Reducing RAG Pipeline Latency for Real-Time Voice Conversations
Published on November 1, 2024

TL;DR

This article explores methods to reduce latency in Retrieval Augmented Generation (RAG) systems, particularly in real-time voice interactions for applications in customer service/support.


Introduction

With the adoption of Retrieval Augmented Generation (RAG), many organizations find it easier to access the generative capabilities of Large Language Models (LLMs) without resorting to expensive or complex modes of training, such as pre-training, fine-tuning, RLHF, or adapters. RAG enables organizations to build knowledge bases containing vast amounts of information and retrieve only the relevant parts, providing LLMs with a comprehensive answer without incorporating the information directly into the LLM.

What is RAG?

In RAG, a model retrieves relevant documents or information from a large database and then generates a response using that retrieved information. RAG typically uses a two-part system: a retriever and a generator. The retriever searches for relevant documents or passages based on a query, often using methods like sparse, dense, and hybrid retrieval, with semantic (vector-based) search being commonly used for fast and contextually accurate results. The generator (often a model like GPT) synthesizes the retrieved information to generate the final response. This enables the model to provide more accurate and factually correct answers.
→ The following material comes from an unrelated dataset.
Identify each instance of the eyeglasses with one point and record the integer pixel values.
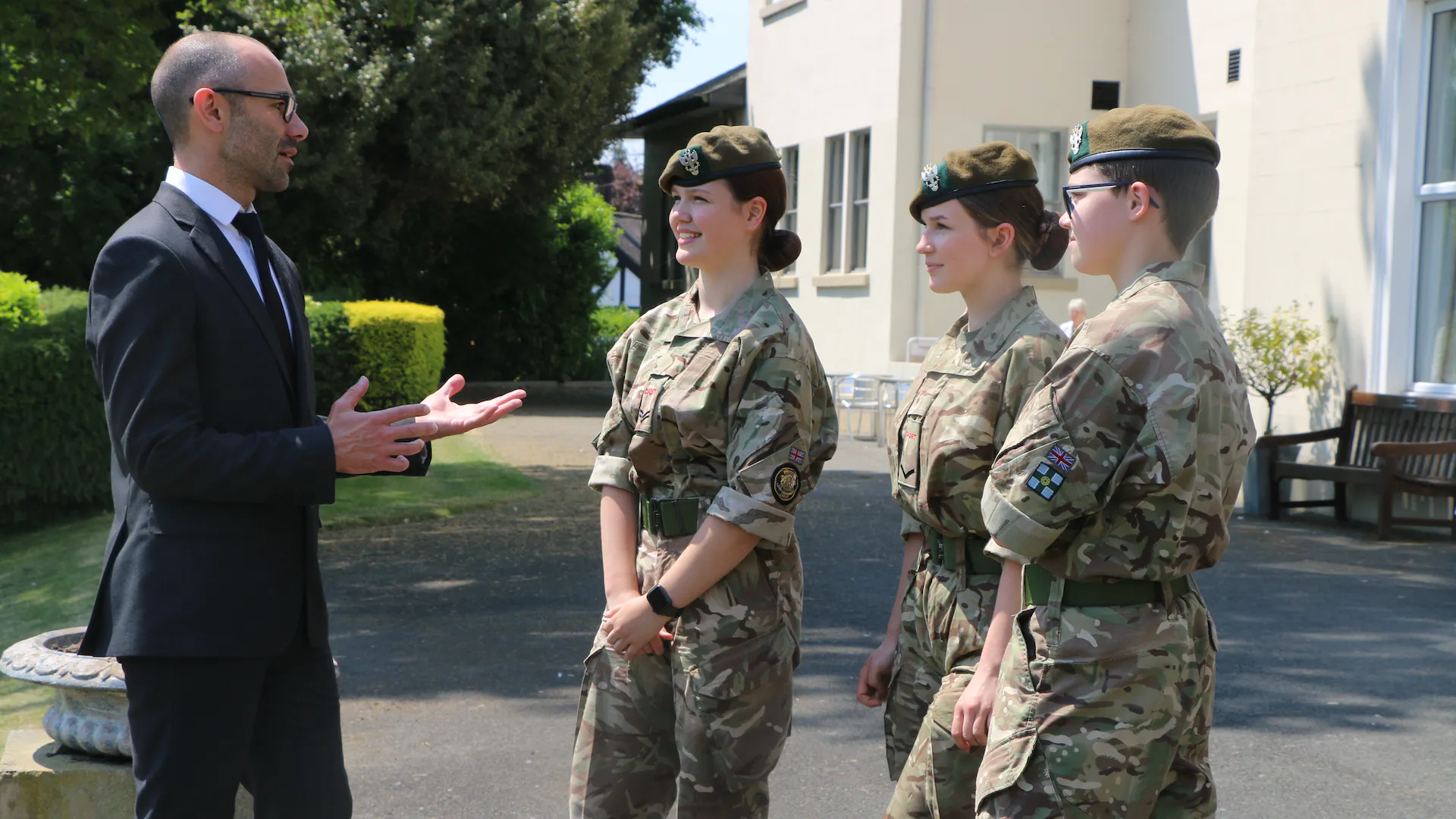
(290, 102)
(1066, 191)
Two of the most popular use cases for RAG are:

  1. Customer Service: Exposing a business's external/internal information in a conversational format using virtual agents/assistants/chatbots for end-users and automating FAQs and Q&A modules, resulting in a high containment rate.

  2. Enterprise Search: Making private organizational information searchable and providing more precise answers by connecting to data sources such as Google Drive, Confluence, JIRA, Zendesk, websites, static files, etc.

Voice and Acceptable Conversational Latency

When using RAG for customer service, information retrieval or conversations with LLMs typically occur on voice or digital channels (such as the web, WhatsApp, SMS, etc.). Latency is a critical factor in real-time communications, as it can significantly impact the quality and effectiveness of the conversation. In real-time communication, latency refers to the delay between when a sound is produced by the speaker and when it is heard by the listener.

The voice channel has a low tolerance for latency, and the ITU-T (International Telecommunication Union's Telecommunication Standardization Sector) recommends a a one-way latency of 100ms for interactive tasks and 150ms for conversational use cases involving humans on both ends. Digital channels generally have higher tolerance levels compared to voice channels. This article specifically analyzes voice channel latency when using RAG for human-to-virtual assistant/agent/chatbot interactions.

Achieving a one-way latency of 150ms is almost impossible with a RAG-like architecture where several components are involved in voice processing. However, near real-time experiences can be achieved with the correct optimization of voice processing logic and AI models. The end-users of virtual assistants/agents/chatbots are more delay-tolerant compared to human-to-human conversations, which are highly sensitive to latency.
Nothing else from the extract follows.